Nathalie Carreca, responsable fleurissement GPSO et François-Xavier Millais, chef du service parcs et jardins d’Issy et Vanves à l’entrée des serres d’Issy-les-Moulineaux.
Mis à jour le 16 mai 2022

Jardiniers : plus belle la ville !

Ils travaillent toute l’année à entretenir, fleurir et arroser nos parcs, jardins et espaces verts, quelles que soient les conditions météo. Nos jardiniers, mutualisés avec Grand Paris Seine Ouest (GPSO) rendent notre ville, notre vie, plus belle.

Nous nous donnons rendez-vous à la gloriette du jardin botanique, un accessoire de jardin totalement désuet au charme romantique suranné. Des rosiers grimpants bourgeonnent et des oiseaux piaillent au soleil en ce début d’après-midi de printemps. Nathalie et François-Xavier nous ouvrent les portes des serres voisines et nous racontent leur métier.

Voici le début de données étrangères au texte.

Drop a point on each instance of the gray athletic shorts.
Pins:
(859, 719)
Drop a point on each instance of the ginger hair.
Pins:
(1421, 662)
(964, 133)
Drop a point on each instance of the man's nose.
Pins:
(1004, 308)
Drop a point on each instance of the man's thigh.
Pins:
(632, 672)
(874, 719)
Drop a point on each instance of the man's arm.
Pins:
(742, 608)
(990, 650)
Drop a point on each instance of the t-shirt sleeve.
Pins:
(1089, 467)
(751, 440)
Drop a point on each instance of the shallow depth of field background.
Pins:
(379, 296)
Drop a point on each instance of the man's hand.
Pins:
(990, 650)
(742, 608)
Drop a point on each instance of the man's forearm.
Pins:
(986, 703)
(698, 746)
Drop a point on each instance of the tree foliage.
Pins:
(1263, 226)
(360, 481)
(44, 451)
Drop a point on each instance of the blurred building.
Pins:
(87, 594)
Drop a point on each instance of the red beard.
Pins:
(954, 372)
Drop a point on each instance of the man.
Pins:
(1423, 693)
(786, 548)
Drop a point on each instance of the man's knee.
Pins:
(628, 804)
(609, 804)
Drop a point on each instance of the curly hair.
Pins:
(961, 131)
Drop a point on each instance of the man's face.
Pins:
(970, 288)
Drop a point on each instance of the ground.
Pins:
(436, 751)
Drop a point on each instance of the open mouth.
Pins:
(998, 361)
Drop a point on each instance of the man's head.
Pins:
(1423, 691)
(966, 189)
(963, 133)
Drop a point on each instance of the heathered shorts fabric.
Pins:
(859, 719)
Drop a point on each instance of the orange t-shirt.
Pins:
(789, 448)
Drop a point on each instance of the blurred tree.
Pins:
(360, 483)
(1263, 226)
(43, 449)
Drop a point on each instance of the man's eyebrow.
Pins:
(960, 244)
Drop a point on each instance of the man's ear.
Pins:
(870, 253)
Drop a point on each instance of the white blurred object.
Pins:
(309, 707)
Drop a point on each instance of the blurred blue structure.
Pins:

« Nous créons les massifs autour d’une plante. À partir de celle-ci nous composons une trame, marions les couleurs et varions les hauteurs. De là se dégage une certaine homogénéité et une esthétique », nous explique Nathalie Carreca, responsable du fleurissement chez GPSO. Pour créer ces parterres, environ 25 000 plantes sont nécessaires chaque année. Celles-ci sont cultivées pour toutes les villes de GPSO dans les serres de Sèvres. Elles grandissent selon deux rythmes : les estivales repiquées au printemps et plantées pour l’été et les bisannuelles semées à l’automne et plantées en hiver. De nombreuses variétés sont cultivées, même si dernièrement les plantes vivaces dominent largement les plantations. S’il existe des serres à Issy, celles-ci ne sont plus utilisées pour faire grandir les plantes mais gardent une fonction de conservation, avec notamment une collection exceptionnelle de cactus.

Un métier qui a changé

Le métier de jardinier a beaucoup évolué. La grande rupture a eu lieu il y a une dizaine d’années avec l’instauration du zéro phyto pour l’ensemble des espaces verts (l’interdiction des désherbants et autres produits chimiques). Ce changement a eu des répercussions importantes dans le choix des essences plantées. « Il y a des plantes que l’on n’utilise plus, raconte Nathalie Carreca. Avant, on plantait beaucoup de rosiers. Mais pour être en pleine forme, il était nécessaire de les traiter deux fois par mois. Seules les variétés anciennes sont moins sensibles aux parasites. On a donc arrêté d’en planter et développé d’autres variétés. Les jardins sont devenus beaucoup plus naturels et, inspirés par les designers végétaux à la mode, nous avons intégré de plus en plus de graminées. »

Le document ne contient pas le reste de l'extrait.